Franchise Business Plan – Arby’s
Arby’s Restaurant Group, Inc. (Arby’s) owns and operates a chain of fast-food restaurants. The Company offers sandwiches, burgers, salads, drinks, and desserts, sliders, chocolate milk, and fries. Arby’s is the second-largest sandwich restaurant brand in the world with more than 3,400 restaurants in eight countries.
Arby’s franchisees need to present a solid business plan and financial projections that include the estimated revenues and operational expenses. The initial investment for opening an Arby’s franchise ranges from $314,550 to $1,844,200. The initial investment must cover a wide range of start-up expenses such as equipment, opening inventory, and insurance. Arby’s franchisees are also obliged to cover ongoing fees such as the royalty fee and the advertising service fees. Franchisees need to have a minimum of $500,000 in liquid capital and a net worth of at least $1,000,000. Arby’s also offers some financing options through collaboration with PNC Equipment Finance, LLC. Joorney Business Plans has experience in writing business plans and developing long-term financial projections for Arby’s franchisees taking into account the specifics of the franchise agreement.
Arby’s requires all franchisees to have extensive experience as multi-unit restaurant operators and a desire to open multiple restaurants. The franchisees need to present strong corporate values that are in line with the Arby’s brand. All new franchisees need to participate in New Franchisee Orientation, an overview of the Arby’s system and the administrative corporate support. For the first and the second restaurant, franchisees must hire a total of six managers who are certified in the Arby’s seven-week Restaurant Management Training Program at a nationally certified training restaurant, or a comparable training program. Joorney’s writers develop in-depth personnel plans matching each employee’s experience, skills, and training with the designated positions within the franchise business.

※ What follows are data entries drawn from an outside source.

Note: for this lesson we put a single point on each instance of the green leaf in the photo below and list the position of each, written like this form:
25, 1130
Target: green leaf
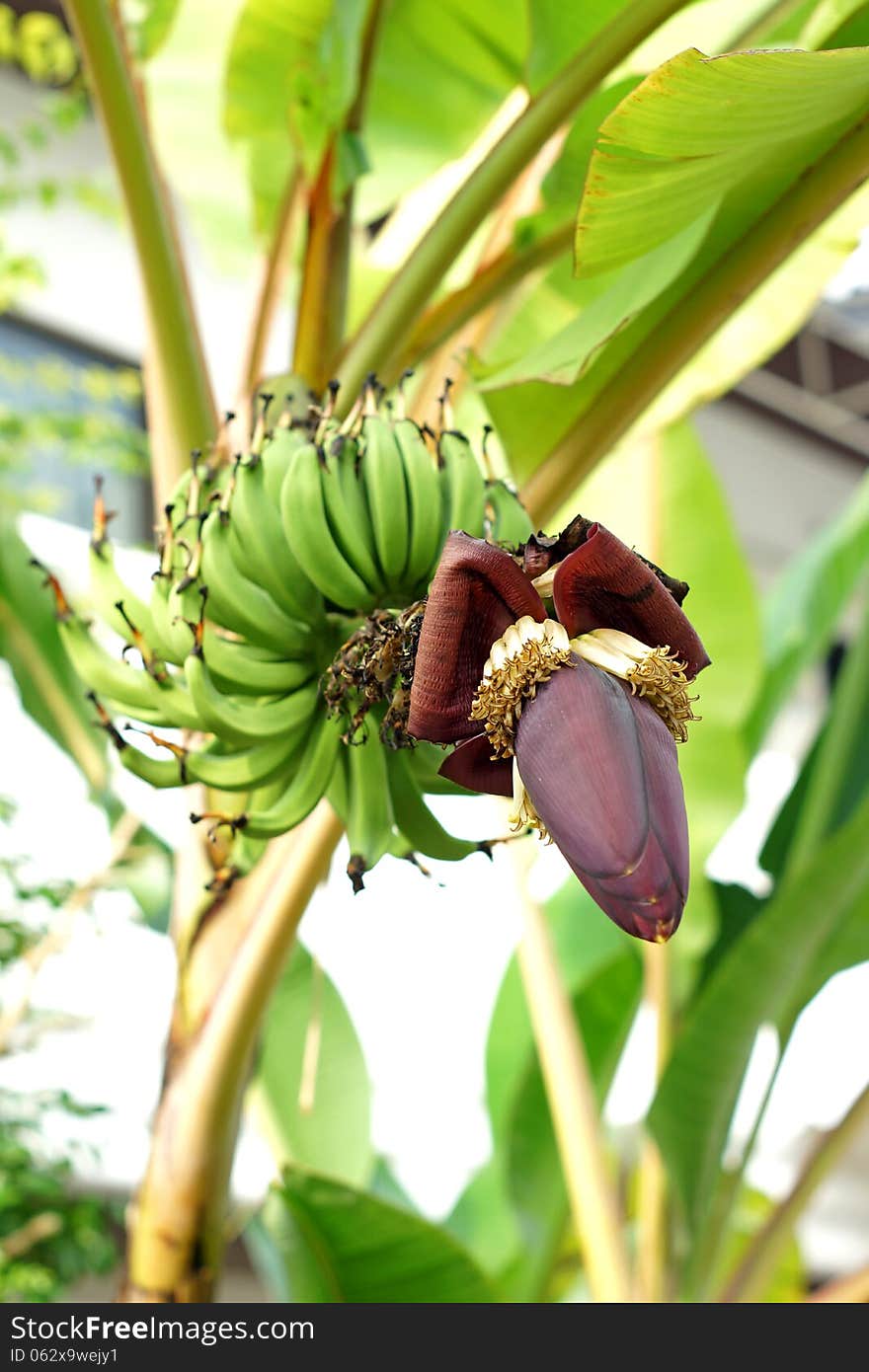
485, 1217
604, 1012
292, 66
836, 24
762, 980
148, 24
471, 55
665, 161
803, 608
334, 1133
341, 1245
765, 323
49, 689
559, 31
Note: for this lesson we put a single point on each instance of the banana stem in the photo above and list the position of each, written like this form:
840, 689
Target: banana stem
270, 289
653, 1212
574, 1114
695, 319
326, 271
504, 271
393, 316
763, 1253
176, 1232
183, 404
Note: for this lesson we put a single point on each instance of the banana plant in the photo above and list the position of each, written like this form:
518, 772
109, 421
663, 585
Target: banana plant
348, 580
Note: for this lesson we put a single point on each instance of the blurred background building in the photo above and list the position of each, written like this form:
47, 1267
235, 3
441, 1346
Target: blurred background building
790, 443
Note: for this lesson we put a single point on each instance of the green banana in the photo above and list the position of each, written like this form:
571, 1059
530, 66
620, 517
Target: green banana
383, 478
510, 521
306, 527
214, 764
414, 818
106, 590
257, 535
306, 784
155, 701
464, 489
157, 771
239, 604
425, 505
246, 721
338, 789
348, 512
242, 668
369, 819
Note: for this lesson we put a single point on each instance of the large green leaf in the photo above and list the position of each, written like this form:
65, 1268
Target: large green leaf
559, 31
436, 81
837, 24
666, 161
803, 608
29, 641
762, 980
335, 1244
330, 1133
604, 1012
485, 1217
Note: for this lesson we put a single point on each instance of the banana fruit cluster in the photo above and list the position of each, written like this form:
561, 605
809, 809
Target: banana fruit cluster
268, 564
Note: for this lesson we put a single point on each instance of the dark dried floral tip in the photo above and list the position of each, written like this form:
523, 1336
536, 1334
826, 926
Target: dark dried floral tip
471, 766
478, 591
600, 770
604, 584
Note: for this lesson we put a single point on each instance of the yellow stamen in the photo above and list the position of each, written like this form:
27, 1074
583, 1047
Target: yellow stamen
523, 813
655, 674
526, 654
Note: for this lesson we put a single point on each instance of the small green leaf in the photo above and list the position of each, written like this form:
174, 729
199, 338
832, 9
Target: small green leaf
762, 980
803, 608
330, 1131
49, 689
335, 1244
148, 24
836, 24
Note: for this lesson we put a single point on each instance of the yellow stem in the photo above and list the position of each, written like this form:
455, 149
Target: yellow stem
178, 1223
268, 295
574, 1114
653, 1219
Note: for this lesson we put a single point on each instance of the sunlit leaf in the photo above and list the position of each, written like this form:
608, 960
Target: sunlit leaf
559, 31
319, 1118
341, 1245
803, 608
665, 159
837, 24
485, 1217
604, 1010
49, 689
148, 24
762, 980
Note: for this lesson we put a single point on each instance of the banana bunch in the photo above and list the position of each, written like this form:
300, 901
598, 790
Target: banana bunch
270, 566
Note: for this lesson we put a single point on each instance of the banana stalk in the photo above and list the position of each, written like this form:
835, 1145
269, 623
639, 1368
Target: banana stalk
229, 969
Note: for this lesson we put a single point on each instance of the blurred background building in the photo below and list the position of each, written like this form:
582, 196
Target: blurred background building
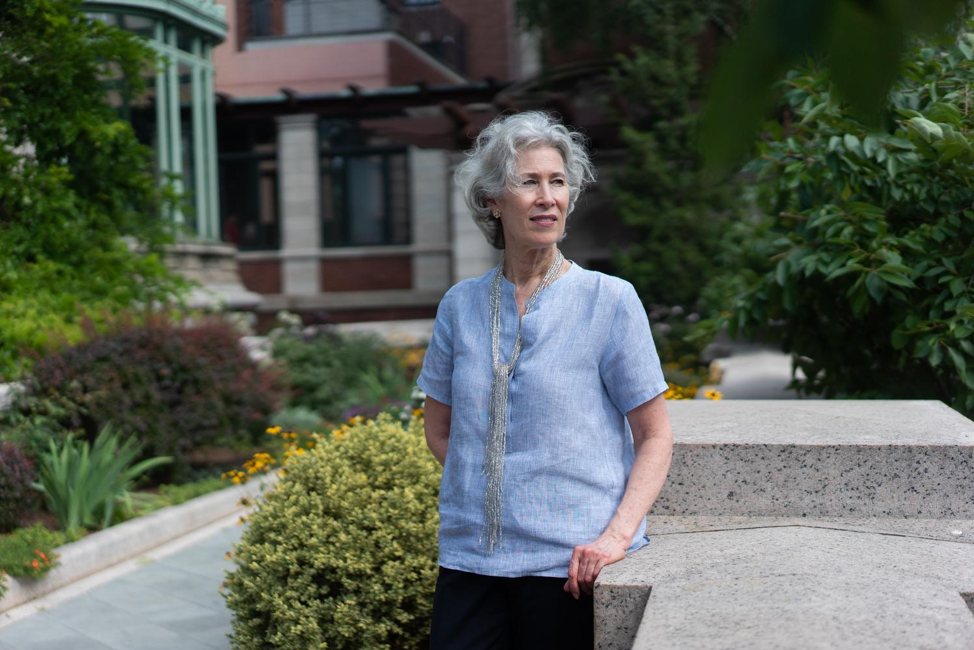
316, 142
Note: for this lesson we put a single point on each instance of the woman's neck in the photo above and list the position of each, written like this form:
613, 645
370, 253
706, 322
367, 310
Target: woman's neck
526, 268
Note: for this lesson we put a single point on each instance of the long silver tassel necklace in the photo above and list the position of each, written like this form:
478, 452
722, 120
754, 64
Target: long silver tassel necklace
497, 418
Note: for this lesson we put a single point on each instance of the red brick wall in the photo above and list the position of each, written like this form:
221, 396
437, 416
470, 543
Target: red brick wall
367, 273
262, 276
489, 32
406, 67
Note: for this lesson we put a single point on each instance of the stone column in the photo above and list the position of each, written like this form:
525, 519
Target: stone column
299, 178
430, 207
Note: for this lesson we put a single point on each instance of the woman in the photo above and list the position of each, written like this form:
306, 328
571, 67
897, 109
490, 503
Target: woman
531, 375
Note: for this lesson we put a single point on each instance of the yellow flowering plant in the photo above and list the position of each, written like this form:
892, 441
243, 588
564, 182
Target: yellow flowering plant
342, 552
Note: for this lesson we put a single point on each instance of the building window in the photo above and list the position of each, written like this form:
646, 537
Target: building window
249, 194
365, 197
176, 114
364, 188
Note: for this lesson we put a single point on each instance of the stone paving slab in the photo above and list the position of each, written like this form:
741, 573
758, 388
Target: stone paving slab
170, 603
788, 587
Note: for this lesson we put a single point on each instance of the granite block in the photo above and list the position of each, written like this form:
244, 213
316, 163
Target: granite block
820, 459
797, 586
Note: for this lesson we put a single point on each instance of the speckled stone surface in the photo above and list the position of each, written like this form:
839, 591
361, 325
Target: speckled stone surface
831, 524
819, 422
795, 587
949, 530
894, 459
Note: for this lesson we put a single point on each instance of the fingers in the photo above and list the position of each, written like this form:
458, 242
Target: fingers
572, 584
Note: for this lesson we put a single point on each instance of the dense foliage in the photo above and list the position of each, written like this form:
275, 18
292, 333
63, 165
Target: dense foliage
83, 484
867, 236
674, 212
16, 476
176, 387
74, 180
864, 41
29, 552
332, 374
342, 554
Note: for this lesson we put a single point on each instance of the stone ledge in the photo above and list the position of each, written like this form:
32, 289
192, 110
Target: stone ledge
111, 546
820, 459
787, 587
774, 530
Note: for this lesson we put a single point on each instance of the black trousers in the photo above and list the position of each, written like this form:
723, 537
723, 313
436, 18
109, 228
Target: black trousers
475, 612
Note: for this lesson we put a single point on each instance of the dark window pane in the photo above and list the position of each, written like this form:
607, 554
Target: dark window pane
139, 24
365, 199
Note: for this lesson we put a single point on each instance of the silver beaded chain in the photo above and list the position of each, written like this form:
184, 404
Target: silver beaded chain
497, 417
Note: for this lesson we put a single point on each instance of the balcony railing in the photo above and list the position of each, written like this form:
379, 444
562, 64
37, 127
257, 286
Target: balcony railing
430, 26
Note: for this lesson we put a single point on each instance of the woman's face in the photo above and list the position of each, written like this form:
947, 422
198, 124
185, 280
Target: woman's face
534, 209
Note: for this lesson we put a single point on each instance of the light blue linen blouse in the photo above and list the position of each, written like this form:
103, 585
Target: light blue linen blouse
588, 359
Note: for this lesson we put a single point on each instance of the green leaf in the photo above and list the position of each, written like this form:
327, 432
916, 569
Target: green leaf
876, 286
898, 339
813, 114
892, 166
957, 286
958, 360
930, 131
845, 269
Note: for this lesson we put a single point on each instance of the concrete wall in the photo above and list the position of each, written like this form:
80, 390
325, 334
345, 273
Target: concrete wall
428, 169
300, 210
319, 64
472, 255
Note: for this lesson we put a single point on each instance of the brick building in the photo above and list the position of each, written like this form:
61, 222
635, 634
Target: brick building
339, 125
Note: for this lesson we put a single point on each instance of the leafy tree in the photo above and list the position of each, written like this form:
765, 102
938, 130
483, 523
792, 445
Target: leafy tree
77, 190
863, 39
867, 238
675, 213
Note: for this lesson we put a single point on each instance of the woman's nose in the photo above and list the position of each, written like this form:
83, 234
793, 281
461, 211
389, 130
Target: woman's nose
544, 194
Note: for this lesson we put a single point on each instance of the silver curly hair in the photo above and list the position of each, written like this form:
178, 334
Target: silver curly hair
491, 164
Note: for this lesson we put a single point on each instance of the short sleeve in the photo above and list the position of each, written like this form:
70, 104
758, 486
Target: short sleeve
436, 378
630, 366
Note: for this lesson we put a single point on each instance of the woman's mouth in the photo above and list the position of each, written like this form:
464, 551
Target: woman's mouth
544, 220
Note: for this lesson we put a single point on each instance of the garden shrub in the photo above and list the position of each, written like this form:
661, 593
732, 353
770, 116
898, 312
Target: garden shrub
342, 553
332, 373
868, 262
29, 552
16, 476
176, 387
87, 188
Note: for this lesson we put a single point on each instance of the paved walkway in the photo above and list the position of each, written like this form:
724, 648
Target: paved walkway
173, 602
169, 603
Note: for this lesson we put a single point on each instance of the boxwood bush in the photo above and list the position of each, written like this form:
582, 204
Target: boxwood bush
342, 553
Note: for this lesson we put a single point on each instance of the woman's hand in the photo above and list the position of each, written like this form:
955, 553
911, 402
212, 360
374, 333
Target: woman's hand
589, 559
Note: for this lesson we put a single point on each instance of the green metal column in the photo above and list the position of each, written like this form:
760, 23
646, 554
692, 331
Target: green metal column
209, 108
200, 201
176, 150
162, 107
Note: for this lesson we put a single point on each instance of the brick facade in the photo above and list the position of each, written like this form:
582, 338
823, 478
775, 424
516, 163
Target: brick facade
262, 276
367, 273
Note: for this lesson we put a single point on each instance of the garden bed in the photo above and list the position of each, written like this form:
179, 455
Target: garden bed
106, 548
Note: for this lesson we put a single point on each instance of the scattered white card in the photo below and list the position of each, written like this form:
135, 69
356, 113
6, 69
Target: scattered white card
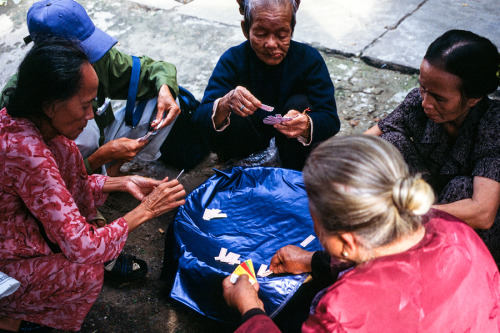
263, 271
267, 108
278, 119
229, 258
213, 213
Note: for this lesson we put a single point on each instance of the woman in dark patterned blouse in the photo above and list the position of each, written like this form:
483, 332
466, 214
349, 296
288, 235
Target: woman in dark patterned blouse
449, 130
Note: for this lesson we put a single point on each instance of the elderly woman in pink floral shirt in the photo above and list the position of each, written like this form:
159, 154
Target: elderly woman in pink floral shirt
47, 198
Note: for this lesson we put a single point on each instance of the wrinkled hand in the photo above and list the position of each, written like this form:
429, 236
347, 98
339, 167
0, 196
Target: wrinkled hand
291, 259
165, 197
295, 127
139, 186
123, 149
241, 295
166, 103
236, 98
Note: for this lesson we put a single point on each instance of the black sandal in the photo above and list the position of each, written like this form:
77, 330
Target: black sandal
126, 268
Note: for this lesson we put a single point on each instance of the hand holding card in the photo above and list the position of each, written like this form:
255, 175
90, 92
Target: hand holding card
245, 267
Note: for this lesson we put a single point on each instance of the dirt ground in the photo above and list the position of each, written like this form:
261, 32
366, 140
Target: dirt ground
364, 94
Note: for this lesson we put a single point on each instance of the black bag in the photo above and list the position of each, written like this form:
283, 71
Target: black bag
184, 147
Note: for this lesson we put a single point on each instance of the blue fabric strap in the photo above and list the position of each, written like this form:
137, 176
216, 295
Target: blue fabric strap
131, 117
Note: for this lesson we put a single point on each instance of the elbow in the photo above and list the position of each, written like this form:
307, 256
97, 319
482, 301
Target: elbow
485, 220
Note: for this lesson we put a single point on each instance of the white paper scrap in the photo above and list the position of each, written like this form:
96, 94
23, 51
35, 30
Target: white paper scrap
228, 258
263, 271
306, 241
213, 213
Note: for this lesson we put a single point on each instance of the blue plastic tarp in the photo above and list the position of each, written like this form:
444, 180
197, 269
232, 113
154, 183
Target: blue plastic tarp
267, 208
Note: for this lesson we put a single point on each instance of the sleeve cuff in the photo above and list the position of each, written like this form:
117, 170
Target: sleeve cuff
226, 121
87, 166
251, 313
303, 140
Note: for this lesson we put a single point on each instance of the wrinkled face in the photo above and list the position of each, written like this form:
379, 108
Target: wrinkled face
69, 117
441, 97
270, 34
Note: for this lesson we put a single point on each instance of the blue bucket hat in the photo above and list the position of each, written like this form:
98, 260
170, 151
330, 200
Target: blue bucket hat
67, 18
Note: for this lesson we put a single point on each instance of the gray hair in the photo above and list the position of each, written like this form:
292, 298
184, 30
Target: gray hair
361, 184
248, 7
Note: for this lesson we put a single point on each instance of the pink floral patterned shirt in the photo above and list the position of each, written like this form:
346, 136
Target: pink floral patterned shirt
46, 182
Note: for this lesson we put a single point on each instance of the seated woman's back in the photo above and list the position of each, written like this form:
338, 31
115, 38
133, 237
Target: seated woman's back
427, 288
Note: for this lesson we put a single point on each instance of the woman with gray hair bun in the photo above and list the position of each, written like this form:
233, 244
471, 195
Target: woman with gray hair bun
413, 270
262, 88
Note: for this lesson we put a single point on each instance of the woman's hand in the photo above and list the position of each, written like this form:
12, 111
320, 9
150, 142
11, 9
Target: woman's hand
165, 197
166, 103
139, 186
295, 127
240, 101
242, 295
291, 259
123, 149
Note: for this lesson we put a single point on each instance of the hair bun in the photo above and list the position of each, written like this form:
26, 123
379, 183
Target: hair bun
412, 195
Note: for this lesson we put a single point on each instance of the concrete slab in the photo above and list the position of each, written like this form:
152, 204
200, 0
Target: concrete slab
160, 4
221, 11
406, 45
348, 26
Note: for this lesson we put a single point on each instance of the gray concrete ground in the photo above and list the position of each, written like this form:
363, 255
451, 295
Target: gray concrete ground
389, 35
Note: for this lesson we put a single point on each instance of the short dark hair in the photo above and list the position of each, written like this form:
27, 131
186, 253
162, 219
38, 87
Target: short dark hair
248, 6
50, 71
474, 59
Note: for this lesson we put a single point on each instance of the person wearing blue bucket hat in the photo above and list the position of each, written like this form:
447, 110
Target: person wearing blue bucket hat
105, 150
68, 19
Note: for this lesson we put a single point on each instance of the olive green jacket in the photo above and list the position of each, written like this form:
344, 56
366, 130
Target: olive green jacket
114, 70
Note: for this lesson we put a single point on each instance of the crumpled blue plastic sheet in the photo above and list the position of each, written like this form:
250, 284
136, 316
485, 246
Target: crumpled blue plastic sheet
267, 208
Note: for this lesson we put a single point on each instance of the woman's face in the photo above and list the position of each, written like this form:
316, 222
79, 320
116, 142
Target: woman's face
270, 34
441, 95
69, 117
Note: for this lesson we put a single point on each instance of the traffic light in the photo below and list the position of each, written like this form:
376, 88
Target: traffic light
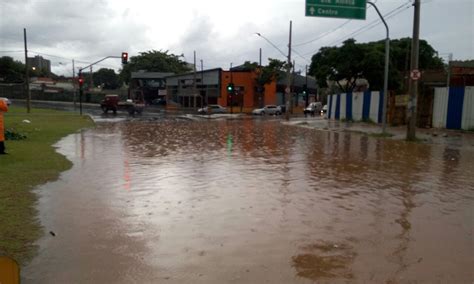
230, 88
124, 57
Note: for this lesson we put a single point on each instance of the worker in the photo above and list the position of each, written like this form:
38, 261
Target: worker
3, 108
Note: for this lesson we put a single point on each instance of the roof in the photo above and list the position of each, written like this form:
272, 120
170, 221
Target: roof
150, 75
191, 73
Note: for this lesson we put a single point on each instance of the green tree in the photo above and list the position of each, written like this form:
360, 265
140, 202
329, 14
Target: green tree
106, 78
352, 61
154, 61
11, 71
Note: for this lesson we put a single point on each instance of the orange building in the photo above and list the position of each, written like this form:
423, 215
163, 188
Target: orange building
246, 95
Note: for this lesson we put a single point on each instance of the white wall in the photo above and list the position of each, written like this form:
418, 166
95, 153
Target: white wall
357, 104
374, 107
440, 108
468, 109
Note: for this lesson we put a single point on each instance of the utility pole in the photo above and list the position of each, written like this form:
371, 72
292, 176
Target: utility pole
27, 76
306, 86
288, 76
91, 80
194, 80
385, 78
411, 127
73, 85
450, 58
259, 87
202, 85
231, 94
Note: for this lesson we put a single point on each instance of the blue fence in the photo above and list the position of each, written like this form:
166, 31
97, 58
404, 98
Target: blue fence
357, 106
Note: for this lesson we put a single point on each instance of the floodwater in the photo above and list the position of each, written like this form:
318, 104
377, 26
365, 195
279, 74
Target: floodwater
254, 201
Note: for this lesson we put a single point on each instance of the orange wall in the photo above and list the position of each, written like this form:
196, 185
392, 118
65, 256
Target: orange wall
246, 80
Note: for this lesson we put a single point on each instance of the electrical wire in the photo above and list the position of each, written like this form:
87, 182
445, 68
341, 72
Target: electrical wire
371, 25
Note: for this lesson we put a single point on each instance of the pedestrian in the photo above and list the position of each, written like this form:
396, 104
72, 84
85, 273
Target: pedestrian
3, 108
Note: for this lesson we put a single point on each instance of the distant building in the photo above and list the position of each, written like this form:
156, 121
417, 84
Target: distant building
39, 63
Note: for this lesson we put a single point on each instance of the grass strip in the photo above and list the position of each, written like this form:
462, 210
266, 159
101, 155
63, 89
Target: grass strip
30, 162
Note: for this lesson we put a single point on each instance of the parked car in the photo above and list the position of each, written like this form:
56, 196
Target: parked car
313, 108
159, 102
113, 103
282, 108
268, 109
6, 100
210, 109
324, 109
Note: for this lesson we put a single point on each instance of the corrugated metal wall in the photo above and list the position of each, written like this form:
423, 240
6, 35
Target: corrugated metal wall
440, 108
356, 106
468, 109
454, 110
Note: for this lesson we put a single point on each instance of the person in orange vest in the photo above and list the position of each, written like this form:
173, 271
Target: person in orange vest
3, 108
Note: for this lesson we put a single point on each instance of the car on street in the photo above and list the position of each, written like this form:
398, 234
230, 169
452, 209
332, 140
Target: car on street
282, 108
313, 108
268, 109
324, 109
210, 109
6, 100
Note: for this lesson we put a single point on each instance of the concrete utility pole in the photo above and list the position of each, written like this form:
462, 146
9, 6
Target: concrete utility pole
27, 76
194, 80
385, 78
288, 76
202, 85
450, 58
232, 94
306, 86
74, 85
411, 127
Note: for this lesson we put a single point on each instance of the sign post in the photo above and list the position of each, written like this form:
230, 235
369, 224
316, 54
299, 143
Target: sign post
348, 9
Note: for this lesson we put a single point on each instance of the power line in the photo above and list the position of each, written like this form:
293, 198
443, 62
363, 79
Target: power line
371, 25
374, 23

Under each license agreement, Arby’s franchisees can operate one restaurant at a specified location that the franchisor accepts. The franchisor may, in its sole judgment, grant franchisees a specific and limited protected area surrounding the restaurant. During the term of the license agreement, the franchisor will not operate or license others to operate an Arby’s restaurant within the protected area. If the restaurant is a free-standing structure and the franchisor grants a protected area, it will typically delineate the protected area by a 1-mile radius from the location or by boundary streets or highways. If franchisees operate a non-traditional restaurant, the franchisor will not grant any protected area. Joorney Business Plans creates an extensive local market analysis, helping Arby’s franchisees estimate their growth potential in a given territory.
Arby’s unique Fast Crafted® positioning gives its brand a competitive advantage. The Company is holding a strong market position by serving high-quality food, affordably priced, with the speed and convenience guests demand. By opening an Arby’s franchise, you will benefit from a strong brand image and have stable income each year.